RÉPUBLIQUE FRANÇAISE
AU NOM DU PEUPLE FRANÇAIS
COUR D'APPEL DE PARIS
Pôle 6 - Chambre 12
ARRÊT DU 24 Juin 2022
(n° , 6 pages)
Numéro d'inscription au répertoire général : S N° RG 18/10015 - N° Portalis 35L7-V-B7C-B6JOE
Décision déférée à la Cour : jugement rendu le 29 Juin 2018 par le Tribunal des Affaires de Sécurité Sociale de BOBIGNY RG n° 17/01828
APPELANTE
URSSAF - ILE DE FRANCE
Département du contentieux amiable et judiciaire
[Adresse 5]
[Localité 2]
représentée par Mme [W] [K] en vertu d'un pouvoir général
INTIMEE
SAS [3]
[Adresse 7]
[Adresse 7]
[Localité 1]
représentée par Me Abdelmalik DOUAOUI, avocat au barreau de HAUTS-DE-SEINE substitué par Me Julia NIEL-DETERNE, avocat au barreau de HAUTS-DE-SEINE
COMPOSITION DE LA COUR :
L'affaire a été débattue le 21 Avril 2022, en audience publique et double-rapporteur, les parties ne s'y étant pas opposées, devant Monsieur Raoul CARBONARO, Président de chambre, et Monsieur Gilles REVELLES, Conseiller, chargés du rapport.
Ces magistrats ont rendu compte des plaidoiries dans le délibéré de la cour, composée de :
Monsieur Raoul CARBONARO, Président de chambre
Monsieur Gilles REVELLES, Conseiller
Monsieur Lionel LAFON, Conseiller
Greffier : Madame Joanna FABBY, lors des débats
ARRET :
- CONTRADICTOIRE
- prononcé
par mise à disposition de l'arrêt au greffe de la cour, initialement prévu le 17 juin 2022 et prorogé au 24 juin 2022, les parties en ayant été préalablement avisées dans les conditions prévues au deuxième alinéa de l'article 450 du code de procédure civile.
-signé par Monsieur Raoul CARBONARO, Président de chambre, et par Madame Claire BECCAVIN, greffière à laquelle la minute de la décision a été remise par le magistrat signataire.
La cour statue sur l'appel interjeté par l'union pour le recouvrement des cotisations de sécurité sociale et d'allocations familiales (l'Urssaf) d'un jugement rendu le 29 juin 2018 par le tribunal des affaires de sécurité sociale de Bobigny dans un litige l'opposant à la société [3] (la société).
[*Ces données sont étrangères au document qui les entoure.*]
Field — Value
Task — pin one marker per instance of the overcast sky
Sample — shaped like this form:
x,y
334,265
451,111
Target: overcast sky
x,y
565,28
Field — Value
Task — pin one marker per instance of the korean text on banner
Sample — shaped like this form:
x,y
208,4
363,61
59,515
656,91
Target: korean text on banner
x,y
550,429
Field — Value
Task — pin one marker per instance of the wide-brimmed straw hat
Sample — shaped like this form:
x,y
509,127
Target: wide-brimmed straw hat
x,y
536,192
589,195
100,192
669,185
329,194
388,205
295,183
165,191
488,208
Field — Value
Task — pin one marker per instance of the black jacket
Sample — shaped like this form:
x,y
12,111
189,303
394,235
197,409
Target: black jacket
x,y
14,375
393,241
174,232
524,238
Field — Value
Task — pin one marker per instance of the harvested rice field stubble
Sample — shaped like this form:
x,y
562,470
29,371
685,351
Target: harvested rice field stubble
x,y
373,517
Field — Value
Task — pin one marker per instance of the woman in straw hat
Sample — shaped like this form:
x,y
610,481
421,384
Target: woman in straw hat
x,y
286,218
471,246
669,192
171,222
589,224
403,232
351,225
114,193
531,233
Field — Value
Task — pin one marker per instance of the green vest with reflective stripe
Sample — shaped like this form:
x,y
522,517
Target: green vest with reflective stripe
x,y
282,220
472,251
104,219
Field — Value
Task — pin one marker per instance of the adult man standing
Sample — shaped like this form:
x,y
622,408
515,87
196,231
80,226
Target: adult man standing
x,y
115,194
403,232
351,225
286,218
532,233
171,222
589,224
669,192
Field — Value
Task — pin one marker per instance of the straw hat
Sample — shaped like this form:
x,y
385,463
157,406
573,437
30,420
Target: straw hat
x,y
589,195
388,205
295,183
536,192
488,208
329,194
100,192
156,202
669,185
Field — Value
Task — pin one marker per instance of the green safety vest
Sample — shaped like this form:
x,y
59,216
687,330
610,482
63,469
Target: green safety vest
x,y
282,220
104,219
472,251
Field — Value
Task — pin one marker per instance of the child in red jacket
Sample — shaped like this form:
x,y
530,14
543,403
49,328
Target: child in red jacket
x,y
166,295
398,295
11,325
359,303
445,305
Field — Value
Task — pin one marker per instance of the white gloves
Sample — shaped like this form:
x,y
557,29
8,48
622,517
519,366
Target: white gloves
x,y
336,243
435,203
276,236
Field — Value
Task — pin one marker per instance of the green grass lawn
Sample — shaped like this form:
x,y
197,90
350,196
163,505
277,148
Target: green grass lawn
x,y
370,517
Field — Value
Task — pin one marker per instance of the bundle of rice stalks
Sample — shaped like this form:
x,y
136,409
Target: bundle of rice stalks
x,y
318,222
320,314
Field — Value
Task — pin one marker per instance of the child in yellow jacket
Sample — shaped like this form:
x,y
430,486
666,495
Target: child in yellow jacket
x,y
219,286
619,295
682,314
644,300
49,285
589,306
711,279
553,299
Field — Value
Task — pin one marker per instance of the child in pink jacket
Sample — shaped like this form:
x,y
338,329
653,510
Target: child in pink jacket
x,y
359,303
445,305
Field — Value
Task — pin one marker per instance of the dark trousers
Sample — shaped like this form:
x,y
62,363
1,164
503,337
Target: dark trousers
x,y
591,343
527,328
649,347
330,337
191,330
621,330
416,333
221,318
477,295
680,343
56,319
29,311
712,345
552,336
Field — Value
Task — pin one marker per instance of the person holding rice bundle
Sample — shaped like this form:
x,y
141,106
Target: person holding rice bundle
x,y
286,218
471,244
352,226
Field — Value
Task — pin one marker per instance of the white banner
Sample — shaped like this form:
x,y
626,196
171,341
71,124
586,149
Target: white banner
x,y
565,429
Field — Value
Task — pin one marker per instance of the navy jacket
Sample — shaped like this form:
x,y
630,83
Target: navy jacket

FAITS, PROCÉDURE, PRÉTENTIONS ET MOYENS DES PARTIES
Les circonstances de la cause ayant été correctement rapportées par le tribunal dans son jugement au contenu duquel la cour entend se référer pour un plus ample exposé, il suffit de rappeler que suite à un contrôle comptable d'assiette portant sur la période allant du 1er janvier 2014 au 31 décembre 2015, le service du contrôle de l'Urssaf a notifié à la société une lettre d'observations du 2 novembre 2016 comportant 34 chefs de redressement envisagé à hauteur d'un montant total fixé, à l'issue de la période contradictoire, à 165 551 euros ; qu'après mise en demeure du 27 juillet 2017, la société a saisi la commission de recours amiable en contestation des chefs n°8, 22, 23, 24 et 34 et en demande de remise des majorations de retard ; que par décision du 20 décembre 2017, la commission de recours amiable a rejeté le recours de la société sur les chefs n°8, 14 et 22 et a partiellement fait droit aux contestations des chefs n°23, 24, et 34 ; que la société a porté le litige le 27 octobre 2017 sur les chefs n°8, 14 et 22 devant le tribunal des affaires de sécurité sociale de Bobigny.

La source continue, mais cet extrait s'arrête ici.